Marilyn Stasio of Variety: "Carlo Gugino doesn't take the self-destructive Maggie anywhere near the edge of the ledge where she's hanging by the end of the play, hopelessly addicted to pills and liquor, a pathetic monster who keeps crying out for help in ways that are guaranteed to shoo potential rescuers away. Gugino also doesn't seem to have a whole lot of heart for Maggie's mad scenes… Krause, who effortlessly projects charm and intelligence on a TV screen, has no bones for this job, and his discomfort shows in his guarded expressions, wary line readings and stiff stage demeanor… But in the end, this is Quentin's play, and no matter how much he bewails his guilt, Miller doesn't succeed in convincing us that this self-absorbed, emotionally detached man feels anything but self-satisfaction, or that he deserves absolution for the grief he gave to people who took him at his word and trusted him with their lives."
Elysa Gardner of USA Today: "Gugino channels the qualities and contradictions that have fascinated Monroe fans in the four decades since her death: the guilelessly beguiling sensuality, the rueful dizziness and, above all, the breathless, desperate need to be loved. It's an exquisite, starmaking performance. Krause is less astonishing as Quentin, whose tormentors include an ex-wife and a glamorous, dead mother, respectively played by the wry Jessica Hecht and the suitably overstated Candy Buckley. At a youthful-looking 38, he doesn't project the full weight of experience and inner conflict that the role requires. Michael Mayer's staging, which uses an airport terminal as the backdrop for Quentin's journey, also can have a chilly, distancing effect. Still, the director culls supple, witty turns from his cast… In the end, though, it's Gugino's canny, captivating work that truly makes this Fall worth catching."

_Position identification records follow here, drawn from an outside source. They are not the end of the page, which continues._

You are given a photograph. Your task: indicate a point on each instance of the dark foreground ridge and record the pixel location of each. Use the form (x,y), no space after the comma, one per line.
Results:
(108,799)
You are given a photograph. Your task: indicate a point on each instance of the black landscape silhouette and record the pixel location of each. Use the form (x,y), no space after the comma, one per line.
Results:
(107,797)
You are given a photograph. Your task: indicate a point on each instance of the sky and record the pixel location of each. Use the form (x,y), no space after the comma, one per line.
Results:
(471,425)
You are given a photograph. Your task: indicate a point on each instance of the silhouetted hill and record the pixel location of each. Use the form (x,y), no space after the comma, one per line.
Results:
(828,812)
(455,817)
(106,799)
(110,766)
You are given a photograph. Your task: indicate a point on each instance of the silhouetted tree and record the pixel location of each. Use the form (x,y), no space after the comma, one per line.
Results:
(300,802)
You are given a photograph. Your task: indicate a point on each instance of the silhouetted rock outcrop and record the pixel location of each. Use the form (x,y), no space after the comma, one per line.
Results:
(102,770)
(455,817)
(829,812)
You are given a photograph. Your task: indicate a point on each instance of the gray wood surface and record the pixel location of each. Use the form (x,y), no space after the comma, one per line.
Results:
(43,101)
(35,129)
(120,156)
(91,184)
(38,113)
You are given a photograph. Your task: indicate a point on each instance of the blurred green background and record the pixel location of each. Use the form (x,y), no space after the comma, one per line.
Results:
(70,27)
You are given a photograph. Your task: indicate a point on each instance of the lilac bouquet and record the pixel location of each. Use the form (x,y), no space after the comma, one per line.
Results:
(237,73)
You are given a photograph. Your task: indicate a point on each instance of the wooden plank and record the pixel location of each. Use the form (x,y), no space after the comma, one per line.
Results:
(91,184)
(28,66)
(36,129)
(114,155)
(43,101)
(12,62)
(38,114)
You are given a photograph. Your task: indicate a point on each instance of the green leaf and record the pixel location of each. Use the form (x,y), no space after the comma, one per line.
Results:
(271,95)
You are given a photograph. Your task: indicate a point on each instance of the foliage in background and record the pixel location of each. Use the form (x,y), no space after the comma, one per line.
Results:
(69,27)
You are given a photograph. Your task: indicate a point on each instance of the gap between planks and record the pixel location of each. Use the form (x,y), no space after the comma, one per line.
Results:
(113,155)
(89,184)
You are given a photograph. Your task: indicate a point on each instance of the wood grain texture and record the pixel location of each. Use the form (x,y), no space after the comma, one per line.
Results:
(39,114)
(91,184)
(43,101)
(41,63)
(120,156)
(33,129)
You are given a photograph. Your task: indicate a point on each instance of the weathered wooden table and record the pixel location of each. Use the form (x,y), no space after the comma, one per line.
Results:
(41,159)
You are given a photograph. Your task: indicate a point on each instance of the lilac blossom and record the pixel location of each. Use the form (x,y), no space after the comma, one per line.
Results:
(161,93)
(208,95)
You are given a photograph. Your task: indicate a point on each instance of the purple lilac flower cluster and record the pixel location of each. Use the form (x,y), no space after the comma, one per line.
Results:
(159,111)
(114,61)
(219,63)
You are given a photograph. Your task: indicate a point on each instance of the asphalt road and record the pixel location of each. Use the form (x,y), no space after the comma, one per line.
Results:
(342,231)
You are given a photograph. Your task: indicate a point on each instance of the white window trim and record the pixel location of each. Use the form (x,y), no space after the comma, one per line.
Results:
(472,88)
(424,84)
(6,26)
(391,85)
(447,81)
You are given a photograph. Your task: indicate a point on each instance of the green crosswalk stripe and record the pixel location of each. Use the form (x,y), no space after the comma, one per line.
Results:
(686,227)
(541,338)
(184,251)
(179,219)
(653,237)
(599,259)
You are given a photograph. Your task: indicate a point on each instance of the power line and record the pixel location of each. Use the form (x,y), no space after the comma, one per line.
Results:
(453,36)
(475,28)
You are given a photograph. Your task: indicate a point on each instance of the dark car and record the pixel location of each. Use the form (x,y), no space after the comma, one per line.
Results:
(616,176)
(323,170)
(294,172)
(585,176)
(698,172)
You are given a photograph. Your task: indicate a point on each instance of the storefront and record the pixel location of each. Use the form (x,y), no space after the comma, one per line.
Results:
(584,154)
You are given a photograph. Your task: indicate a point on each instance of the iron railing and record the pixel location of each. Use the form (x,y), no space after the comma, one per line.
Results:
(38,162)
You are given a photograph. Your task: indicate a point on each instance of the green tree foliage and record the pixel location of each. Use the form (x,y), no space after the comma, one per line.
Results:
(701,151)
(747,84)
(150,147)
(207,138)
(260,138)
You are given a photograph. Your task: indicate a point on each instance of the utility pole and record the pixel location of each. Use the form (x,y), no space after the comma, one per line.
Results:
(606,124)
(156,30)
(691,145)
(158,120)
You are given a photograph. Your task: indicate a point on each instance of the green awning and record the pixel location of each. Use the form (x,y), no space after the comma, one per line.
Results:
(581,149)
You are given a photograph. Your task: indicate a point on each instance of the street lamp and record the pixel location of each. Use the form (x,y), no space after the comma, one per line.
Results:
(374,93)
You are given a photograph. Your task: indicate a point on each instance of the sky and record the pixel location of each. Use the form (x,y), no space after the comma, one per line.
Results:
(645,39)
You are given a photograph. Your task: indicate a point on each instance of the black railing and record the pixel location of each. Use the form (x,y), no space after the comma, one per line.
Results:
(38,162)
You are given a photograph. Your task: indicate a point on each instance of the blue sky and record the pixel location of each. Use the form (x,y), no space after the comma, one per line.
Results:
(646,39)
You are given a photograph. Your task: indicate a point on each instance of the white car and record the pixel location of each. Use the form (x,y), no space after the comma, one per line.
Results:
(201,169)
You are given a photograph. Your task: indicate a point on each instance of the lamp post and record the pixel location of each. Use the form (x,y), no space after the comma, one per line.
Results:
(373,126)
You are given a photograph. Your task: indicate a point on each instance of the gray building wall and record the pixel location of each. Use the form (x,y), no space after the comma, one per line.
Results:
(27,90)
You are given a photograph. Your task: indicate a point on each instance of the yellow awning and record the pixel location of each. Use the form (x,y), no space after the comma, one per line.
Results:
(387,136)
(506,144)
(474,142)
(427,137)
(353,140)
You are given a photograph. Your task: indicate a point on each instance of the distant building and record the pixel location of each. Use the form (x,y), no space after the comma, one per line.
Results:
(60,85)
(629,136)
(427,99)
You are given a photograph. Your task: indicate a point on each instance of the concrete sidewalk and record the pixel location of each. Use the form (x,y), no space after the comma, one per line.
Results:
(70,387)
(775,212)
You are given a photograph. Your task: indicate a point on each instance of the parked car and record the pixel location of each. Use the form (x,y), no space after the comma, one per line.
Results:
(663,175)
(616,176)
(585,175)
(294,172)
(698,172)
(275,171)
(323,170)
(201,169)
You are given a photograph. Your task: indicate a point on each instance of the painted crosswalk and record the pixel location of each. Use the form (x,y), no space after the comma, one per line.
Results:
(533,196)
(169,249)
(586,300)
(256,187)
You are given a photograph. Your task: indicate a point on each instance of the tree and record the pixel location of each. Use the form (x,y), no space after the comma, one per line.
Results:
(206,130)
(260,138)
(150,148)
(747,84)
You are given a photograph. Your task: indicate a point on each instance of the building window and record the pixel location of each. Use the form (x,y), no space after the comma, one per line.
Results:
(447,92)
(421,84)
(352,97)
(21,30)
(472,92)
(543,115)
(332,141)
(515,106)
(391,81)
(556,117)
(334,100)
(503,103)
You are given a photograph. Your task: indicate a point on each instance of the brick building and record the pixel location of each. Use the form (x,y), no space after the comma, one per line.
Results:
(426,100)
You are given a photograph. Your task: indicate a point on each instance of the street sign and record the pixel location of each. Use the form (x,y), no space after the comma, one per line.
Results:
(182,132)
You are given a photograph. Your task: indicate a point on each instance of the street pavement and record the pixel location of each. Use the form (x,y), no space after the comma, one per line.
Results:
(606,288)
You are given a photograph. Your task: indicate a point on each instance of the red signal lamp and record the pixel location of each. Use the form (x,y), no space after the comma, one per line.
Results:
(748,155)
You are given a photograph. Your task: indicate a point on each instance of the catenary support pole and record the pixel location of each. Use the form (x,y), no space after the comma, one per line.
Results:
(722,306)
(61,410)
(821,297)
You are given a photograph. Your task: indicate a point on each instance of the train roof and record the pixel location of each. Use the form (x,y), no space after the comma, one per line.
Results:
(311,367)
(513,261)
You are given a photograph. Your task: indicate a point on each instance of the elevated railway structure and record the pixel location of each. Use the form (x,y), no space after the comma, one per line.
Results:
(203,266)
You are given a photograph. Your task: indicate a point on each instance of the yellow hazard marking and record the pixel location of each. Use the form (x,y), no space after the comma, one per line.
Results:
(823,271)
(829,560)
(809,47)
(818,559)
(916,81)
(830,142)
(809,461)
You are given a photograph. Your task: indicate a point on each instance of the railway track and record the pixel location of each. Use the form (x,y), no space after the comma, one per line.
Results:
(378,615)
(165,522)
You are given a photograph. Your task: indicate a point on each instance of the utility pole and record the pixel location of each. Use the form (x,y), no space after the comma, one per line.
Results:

Gordon Cox of Newsday: "Carla Gugino embodies Maggie, Miller's fictionalized version of Monroe, with a bright energy that is the freshest thing onstage… Gugino's portrayal makes for a stark contrast opposite the wan, disjointed performance of Peter Krause in the central role of Quentin. Krause, of HBO's hit series Six Feet Under, looks too uncomfortable to listen and react spontaneously; he fails to locate an emotional core in his character's methodical self-absorption… Director Michael Mayer never manages to hide the seams of the episodic intercutting in Miller's script. He seems to have encouraged the actors to oversimplify, causing two particularly talented, idiosyncratic actresses--Candy Buckley as Quentin's monstrous mother and Jessica Hecht as his mousy first wife--to turn in committed but nuance-free work."